I expect you can as can others without having to resort to whatever colorimetric accuracy is supposed to mean. Many users attempt and can match two differing media or this list and the tools we use wouldn’t exist.
> Mask off the sky and the rest of the scene is a good colorimetric match.
You say that but I'm trying to understand how anyone else can agree to that conclusion (still begging the question, what defines colorimetric match or accuracy).
> Didn't I address that in a previous post? I'm sure I did.
>
> Average DE is generally in the 1-2 range, with maximum in the 6-10 range with colors so saturated they lie outside of the gamuts of typical working spaces.
You provided values, but how you came to them, or how you gauage the accuracy of what you remember at the scene is still something I don't understand.
> Obviously, there are hard practical limits to what one can remember days or weeks after being in the field.

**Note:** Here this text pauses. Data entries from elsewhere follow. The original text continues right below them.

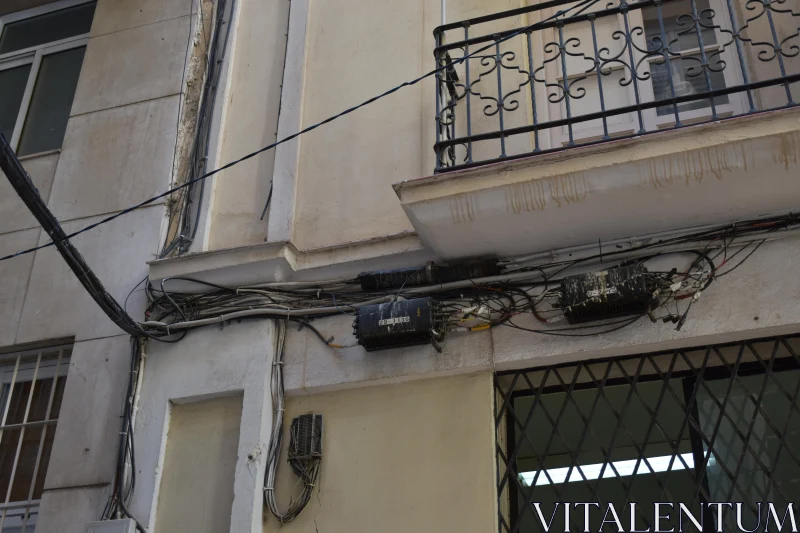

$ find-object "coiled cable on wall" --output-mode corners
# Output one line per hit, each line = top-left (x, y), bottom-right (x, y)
(264, 320), (322, 524)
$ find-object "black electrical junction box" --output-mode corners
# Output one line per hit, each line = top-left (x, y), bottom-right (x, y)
(556, 263), (654, 324)
(288, 414), (322, 461)
(353, 298), (444, 352)
(358, 259), (500, 291)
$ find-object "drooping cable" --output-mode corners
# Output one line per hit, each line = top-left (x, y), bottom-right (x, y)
(101, 337), (147, 533)
(0, 0), (600, 261)
(159, 0), (236, 257)
(264, 320), (322, 524)
(0, 134), (145, 336)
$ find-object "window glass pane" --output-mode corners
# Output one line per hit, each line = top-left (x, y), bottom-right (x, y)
(650, 53), (729, 116)
(0, 65), (31, 141)
(0, 2), (96, 55)
(642, 0), (717, 53)
(17, 47), (86, 155)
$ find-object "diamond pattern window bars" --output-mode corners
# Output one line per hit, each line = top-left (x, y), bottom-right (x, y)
(495, 335), (800, 533)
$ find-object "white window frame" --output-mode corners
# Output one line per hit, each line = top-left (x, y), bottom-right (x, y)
(0, 0), (94, 155)
(543, 0), (745, 146)
(0, 344), (72, 533)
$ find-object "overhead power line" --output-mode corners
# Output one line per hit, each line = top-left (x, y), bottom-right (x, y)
(0, 0), (600, 261)
(0, 133), (145, 336)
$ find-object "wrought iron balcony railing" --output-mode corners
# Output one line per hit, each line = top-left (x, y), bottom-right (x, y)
(434, 0), (800, 172)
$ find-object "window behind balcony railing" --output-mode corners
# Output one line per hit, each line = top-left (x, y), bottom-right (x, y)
(435, 0), (800, 171)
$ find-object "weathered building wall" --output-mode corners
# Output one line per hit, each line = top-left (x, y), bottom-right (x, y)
(264, 372), (497, 533)
(130, 320), (274, 533)
(0, 0), (194, 533)
(153, 395), (242, 533)
(206, 0), (294, 247)
(271, 0), (521, 250)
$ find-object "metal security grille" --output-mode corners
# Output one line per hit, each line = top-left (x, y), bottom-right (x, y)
(495, 335), (800, 533)
(0, 346), (71, 533)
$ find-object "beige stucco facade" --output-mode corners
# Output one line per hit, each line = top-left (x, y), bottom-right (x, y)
(264, 372), (497, 533)
(0, 0), (800, 533)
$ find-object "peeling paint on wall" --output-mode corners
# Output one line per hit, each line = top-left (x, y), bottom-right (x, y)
(643, 143), (740, 189)
(547, 172), (589, 207)
(450, 194), (478, 224)
(772, 131), (800, 172)
(505, 180), (547, 214)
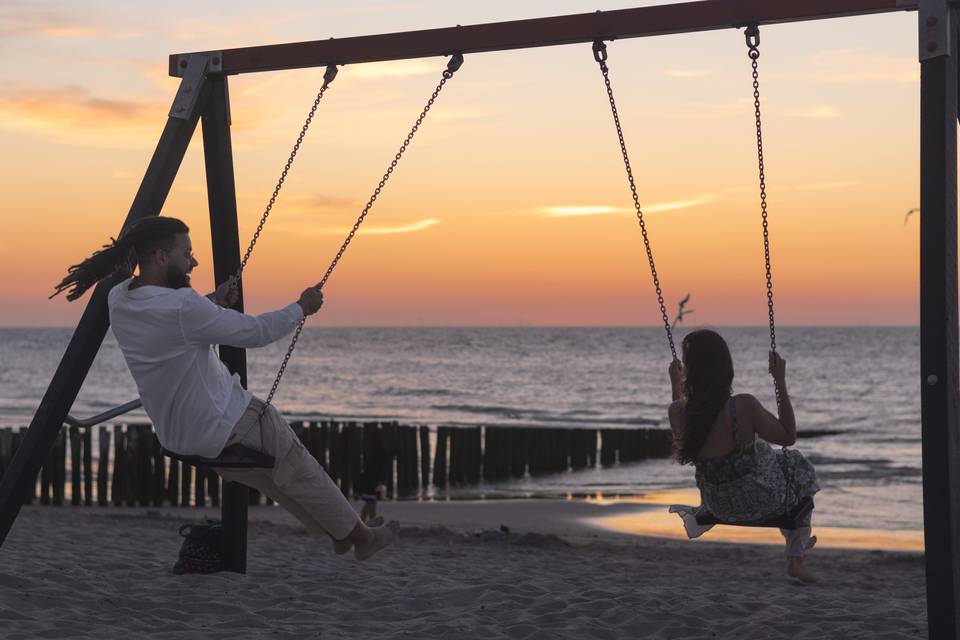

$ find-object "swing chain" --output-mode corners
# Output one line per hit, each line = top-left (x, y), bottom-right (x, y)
(744, 24), (780, 406)
(260, 53), (463, 408)
(593, 40), (677, 360)
(233, 64), (337, 280)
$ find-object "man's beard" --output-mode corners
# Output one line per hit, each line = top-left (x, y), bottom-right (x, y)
(166, 264), (190, 289)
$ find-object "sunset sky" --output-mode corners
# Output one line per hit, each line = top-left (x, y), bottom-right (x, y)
(0, 0), (919, 326)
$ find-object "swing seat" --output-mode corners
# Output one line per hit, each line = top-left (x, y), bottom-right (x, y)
(697, 496), (813, 529)
(163, 443), (277, 469)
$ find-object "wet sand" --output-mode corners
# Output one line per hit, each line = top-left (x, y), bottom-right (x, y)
(0, 500), (926, 640)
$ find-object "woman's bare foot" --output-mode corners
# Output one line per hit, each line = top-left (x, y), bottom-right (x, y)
(353, 520), (400, 560)
(787, 557), (817, 584)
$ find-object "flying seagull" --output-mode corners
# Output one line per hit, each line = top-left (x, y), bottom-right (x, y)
(670, 293), (693, 329)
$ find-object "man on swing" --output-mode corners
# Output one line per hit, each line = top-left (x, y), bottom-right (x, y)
(51, 216), (400, 560)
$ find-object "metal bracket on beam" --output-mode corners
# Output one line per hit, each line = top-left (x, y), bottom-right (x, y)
(917, 0), (952, 62)
(170, 51), (223, 120)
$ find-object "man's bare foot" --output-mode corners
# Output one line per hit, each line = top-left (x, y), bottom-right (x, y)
(787, 558), (817, 584)
(353, 520), (400, 560)
(333, 516), (383, 556)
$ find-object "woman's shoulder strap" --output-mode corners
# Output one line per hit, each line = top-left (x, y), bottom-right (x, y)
(727, 396), (740, 443)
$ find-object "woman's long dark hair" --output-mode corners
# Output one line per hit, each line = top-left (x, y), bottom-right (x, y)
(50, 216), (190, 301)
(673, 329), (733, 464)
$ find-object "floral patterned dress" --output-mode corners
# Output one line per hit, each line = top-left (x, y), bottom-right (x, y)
(696, 398), (820, 525)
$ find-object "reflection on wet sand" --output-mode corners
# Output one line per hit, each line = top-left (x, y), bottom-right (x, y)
(590, 488), (923, 552)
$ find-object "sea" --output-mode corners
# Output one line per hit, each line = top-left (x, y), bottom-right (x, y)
(0, 327), (923, 530)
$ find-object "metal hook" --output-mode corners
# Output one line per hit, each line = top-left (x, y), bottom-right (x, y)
(443, 53), (463, 78)
(323, 64), (337, 84)
(593, 40), (607, 62)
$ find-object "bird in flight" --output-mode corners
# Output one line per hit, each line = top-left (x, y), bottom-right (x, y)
(670, 293), (693, 329)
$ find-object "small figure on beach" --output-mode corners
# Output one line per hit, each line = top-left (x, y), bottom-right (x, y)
(360, 424), (387, 523)
(668, 329), (820, 583)
(54, 216), (400, 560)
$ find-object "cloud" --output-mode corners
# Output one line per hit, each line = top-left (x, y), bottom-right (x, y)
(663, 69), (711, 78)
(537, 194), (717, 218)
(0, 2), (143, 40)
(720, 180), (863, 196)
(783, 105), (840, 119)
(806, 47), (920, 84)
(237, 191), (357, 216)
(344, 60), (443, 80)
(274, 218), (440, 236)
(796, 180), (861, 191)
(640, 98), (753, 120)
(0, 83), (160, 148)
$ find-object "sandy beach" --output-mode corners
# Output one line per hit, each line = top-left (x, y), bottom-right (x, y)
(0, 500), (926, 640)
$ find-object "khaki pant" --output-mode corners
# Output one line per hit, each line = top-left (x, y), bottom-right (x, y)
(216, 398), (360, 540)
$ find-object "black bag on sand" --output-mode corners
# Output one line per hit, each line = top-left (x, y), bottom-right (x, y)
(173, 522), (223, 575)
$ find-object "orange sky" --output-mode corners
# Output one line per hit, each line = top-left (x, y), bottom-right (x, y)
(0, 0), (919, 325)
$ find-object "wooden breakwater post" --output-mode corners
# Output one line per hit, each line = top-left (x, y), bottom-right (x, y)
(420, 425), (430, 491)
(97, 426), (110, 507)
(83, 427), (93, 507)
(433, 427), (450, 487)
(0, 421), (671, 507)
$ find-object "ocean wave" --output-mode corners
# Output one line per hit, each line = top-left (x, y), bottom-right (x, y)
(430, 404), (661, 426)
(374, 387), (461, 398)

Indeed! Here's my 'beef' and question: you've stated the goal of this so called colorimetric match and accuracy but it appears to be based on a perceptual reaction and on what you think you recall seeing. If we were both at that scene and you said you remembered a color looking one way, I disagree, who's right and how do we decide scientifically? IF I measure some flower petal at the scene spectrally that's one set of useful data. IF I recall a color and say it does or doesn't match, who's to say that's correct, close of a mile off?

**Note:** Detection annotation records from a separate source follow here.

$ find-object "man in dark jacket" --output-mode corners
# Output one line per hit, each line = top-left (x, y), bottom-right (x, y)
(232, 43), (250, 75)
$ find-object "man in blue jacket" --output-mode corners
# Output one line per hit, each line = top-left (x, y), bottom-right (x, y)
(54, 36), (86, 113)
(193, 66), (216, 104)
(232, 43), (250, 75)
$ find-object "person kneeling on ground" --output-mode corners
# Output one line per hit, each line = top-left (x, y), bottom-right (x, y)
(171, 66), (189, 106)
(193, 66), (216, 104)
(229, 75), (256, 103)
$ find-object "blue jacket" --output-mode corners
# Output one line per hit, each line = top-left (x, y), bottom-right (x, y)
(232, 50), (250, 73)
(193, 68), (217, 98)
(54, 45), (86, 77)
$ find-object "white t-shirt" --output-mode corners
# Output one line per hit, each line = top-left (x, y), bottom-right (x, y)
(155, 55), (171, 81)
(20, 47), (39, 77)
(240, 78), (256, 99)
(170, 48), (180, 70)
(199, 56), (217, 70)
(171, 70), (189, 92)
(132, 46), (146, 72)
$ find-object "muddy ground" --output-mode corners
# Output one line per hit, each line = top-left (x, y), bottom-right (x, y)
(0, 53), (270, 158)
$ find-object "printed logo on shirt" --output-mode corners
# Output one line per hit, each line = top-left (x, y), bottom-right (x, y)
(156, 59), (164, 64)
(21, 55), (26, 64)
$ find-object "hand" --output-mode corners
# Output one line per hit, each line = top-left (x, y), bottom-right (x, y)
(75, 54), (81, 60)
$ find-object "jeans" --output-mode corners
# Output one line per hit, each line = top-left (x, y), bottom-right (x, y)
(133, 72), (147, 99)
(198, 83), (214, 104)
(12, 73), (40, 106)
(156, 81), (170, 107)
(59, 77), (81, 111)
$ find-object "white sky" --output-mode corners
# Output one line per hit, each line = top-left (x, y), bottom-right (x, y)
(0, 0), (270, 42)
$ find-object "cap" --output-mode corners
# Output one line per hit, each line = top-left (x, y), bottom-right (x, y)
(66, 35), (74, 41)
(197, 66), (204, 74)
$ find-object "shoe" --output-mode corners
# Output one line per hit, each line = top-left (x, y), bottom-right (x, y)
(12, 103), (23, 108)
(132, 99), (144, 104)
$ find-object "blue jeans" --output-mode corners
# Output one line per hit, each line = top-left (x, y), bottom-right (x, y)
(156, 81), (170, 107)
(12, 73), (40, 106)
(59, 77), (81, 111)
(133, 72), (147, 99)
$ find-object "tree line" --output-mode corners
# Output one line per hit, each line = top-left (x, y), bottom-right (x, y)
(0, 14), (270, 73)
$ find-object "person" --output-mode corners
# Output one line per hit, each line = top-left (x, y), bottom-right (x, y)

> I'm sure I could have taken my i1 Pro into the field with me and gotten spot measurements of everything in sight I could lay my hands on
Indeed, that's hard and a lot of work. But short of that, what proof do we have? Isn't the goal of colorimetry an non ambiguous set of color measurements that don't rely on a personal interpretation of what we see as color? Is this definition incorrect:
> Colorimetry is "the science and technology used to quantify and describe physically the human color perception
I'm asking for the science and technolgy used to quantify and describe physically the human color perception you're talking about in terms of what you recall at the scene and further if your description of colorimetric match is visual, numeric or both. Making a print that matches a Macbeth isn't difficult, Bruce illustrated this way back in 2004 using ACR. I've done similar tests. That then proves ACR is (or isn't) a product that can produce a so called colorimeric match?
On Jun 2, 2013, at 1:12 PM, edmund ronald <email@hidden> wrote:
> All these issues could be solved if Adobe added a repro mode to ACR.

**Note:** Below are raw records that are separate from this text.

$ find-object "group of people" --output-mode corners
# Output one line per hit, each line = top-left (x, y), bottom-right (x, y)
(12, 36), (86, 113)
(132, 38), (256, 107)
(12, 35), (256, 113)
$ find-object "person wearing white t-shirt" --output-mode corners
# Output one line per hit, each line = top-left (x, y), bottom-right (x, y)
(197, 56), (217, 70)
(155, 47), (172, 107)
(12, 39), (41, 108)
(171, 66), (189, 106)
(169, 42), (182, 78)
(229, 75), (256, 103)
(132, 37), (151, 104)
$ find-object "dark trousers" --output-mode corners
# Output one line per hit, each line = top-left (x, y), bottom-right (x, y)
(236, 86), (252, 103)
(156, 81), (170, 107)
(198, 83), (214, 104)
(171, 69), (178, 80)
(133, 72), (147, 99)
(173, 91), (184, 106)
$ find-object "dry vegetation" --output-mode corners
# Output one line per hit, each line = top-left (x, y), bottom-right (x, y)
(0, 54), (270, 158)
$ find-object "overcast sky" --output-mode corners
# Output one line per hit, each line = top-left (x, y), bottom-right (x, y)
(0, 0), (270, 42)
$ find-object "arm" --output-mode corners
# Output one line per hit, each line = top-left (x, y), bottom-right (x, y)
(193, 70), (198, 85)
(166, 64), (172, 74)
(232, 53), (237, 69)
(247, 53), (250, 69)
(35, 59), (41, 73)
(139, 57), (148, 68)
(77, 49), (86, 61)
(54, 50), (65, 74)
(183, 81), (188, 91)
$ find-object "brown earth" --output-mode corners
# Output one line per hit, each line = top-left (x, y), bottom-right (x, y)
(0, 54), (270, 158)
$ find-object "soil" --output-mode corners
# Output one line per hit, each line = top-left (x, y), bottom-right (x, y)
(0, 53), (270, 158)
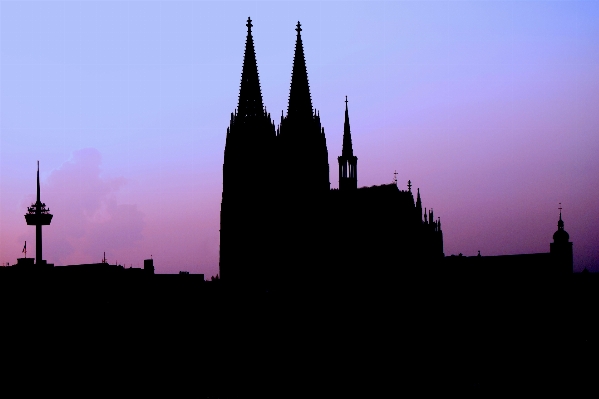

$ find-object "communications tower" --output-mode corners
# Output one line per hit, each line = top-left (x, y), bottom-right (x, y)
(25, 161), (52, 265)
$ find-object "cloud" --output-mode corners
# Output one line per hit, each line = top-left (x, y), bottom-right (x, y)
(41, 148), (144, 265)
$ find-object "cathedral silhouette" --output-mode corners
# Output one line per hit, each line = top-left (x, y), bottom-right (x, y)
(219, 18), (444, 286)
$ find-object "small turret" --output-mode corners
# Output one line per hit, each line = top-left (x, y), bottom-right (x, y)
(337, 96), (358, 191)
(549, 202), (574, 274)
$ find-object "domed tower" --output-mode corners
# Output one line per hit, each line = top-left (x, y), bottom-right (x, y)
(549, 204), (574, 274)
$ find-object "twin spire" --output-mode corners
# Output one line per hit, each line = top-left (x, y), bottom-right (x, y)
(237, 17), (314, 119)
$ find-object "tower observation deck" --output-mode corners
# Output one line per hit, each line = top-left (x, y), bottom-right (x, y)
(25, 161), (52, 265)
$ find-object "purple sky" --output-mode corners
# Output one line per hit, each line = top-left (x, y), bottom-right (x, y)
(0, 1), (599, 276)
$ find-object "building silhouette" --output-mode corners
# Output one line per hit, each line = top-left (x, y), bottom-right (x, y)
(437, 211), (574, 278)
(219, 18), (443, 286)
(25, 161), (52, 266)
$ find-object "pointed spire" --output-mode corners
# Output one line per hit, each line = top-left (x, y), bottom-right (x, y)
(341, 96), (354, 157)
(287, 21), (314, 119)
(557, 202), (564, 230)
(236, 17), (264, 118)
(37, 161), (41, 202)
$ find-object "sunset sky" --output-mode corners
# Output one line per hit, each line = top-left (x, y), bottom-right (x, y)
(0, 1), (599, 276)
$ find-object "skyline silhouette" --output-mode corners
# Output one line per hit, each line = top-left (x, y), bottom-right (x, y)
(0, 2), (599, 276)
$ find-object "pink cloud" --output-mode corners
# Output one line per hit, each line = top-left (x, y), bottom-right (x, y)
(31, 148), (144, 265)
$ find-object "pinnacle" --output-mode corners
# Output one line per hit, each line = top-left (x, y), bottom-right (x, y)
(287, 22), (313, 119)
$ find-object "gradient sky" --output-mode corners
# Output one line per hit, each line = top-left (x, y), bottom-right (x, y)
(0, 1), (599, 276)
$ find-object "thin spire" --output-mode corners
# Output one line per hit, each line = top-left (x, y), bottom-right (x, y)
(37, 161), (41, 202)
(341, 96), (354, 157)
(237, 17), (264, 118)
(557, 202), (564, 230)
(287, 21), (313, 118)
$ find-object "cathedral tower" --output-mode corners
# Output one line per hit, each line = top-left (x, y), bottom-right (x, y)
(219, 18), (275, 283)
(277, 22), (330, 197)
(337, 96), (358, 191)
(549, 204), (574, 274)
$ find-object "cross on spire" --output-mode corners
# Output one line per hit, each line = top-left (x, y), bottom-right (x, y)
(557, 202), (562, 220)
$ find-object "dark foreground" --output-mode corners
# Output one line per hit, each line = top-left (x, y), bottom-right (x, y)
(0, 275), (599, 398)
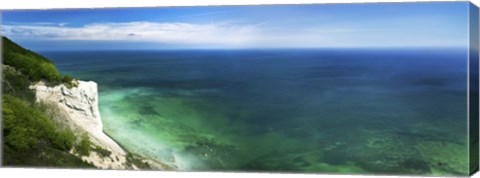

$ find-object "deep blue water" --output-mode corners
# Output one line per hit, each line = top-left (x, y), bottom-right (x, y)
(41, 49), (467, 175)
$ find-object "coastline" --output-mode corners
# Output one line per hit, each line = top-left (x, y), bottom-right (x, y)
(30, 81), (172, 170)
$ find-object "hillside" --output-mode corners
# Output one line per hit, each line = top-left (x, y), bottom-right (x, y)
(2, 37), (93, 167)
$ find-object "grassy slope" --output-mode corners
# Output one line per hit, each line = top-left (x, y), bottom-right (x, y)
(2, 37), (93, 167)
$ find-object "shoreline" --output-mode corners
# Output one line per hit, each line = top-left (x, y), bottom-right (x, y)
(30, 80), (173, 170)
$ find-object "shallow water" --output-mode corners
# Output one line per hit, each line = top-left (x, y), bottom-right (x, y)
(42, 49), (468, 175)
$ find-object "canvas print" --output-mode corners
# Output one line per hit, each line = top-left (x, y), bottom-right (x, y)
(1, 2), (478, 176)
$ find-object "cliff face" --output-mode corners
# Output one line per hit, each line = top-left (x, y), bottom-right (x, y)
(31, 81), (128, 169)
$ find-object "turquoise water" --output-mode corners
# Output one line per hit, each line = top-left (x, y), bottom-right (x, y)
(42, 49), (468, 175)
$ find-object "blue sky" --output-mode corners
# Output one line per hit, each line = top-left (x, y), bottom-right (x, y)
(1, 2), (469, 50)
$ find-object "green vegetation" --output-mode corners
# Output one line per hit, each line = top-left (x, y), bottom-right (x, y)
(2, 94), (90, 167)
(2, 37), (76, 87)
(76, 134), (92, 156)
(2, 37), (93, 167)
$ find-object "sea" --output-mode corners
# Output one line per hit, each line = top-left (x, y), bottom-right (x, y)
(40, 48), (468, 175)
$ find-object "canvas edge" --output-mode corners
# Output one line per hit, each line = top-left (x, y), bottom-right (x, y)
(467, 2), (480, 176)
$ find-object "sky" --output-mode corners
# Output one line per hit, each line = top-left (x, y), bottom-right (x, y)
(0, 2), (469, 50)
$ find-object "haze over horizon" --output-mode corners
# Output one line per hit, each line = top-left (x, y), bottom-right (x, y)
(1, 2), (469, 50)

What's a repro mode? Now we're adding another undefined term on top of "colorimetric accuracy" based on someone's memory of a scene, without any actual colorimetry at play?
Getting something to match is absolutely doable and one can use insturments and colorimetry to measure any number of colors to prove they numerically match. Putting an original and repro next to each other and seeing a close match is absolutely doable within reason, I'm not saying it can't be done. I'm suggesting there's a bias expressed about one raw processing engine that is said to be unable to produce either which isn't my experience nor that of others I know and respect. The terms used before and after matching and accuarcy don't appear to have a structure for proving these matches for anyone who's not there to view the two and further, we've been told what we recall and what we produced match which I don't buy for so many reasons. What you recall and what you ended up with isn't based on colorimetry as I understand it.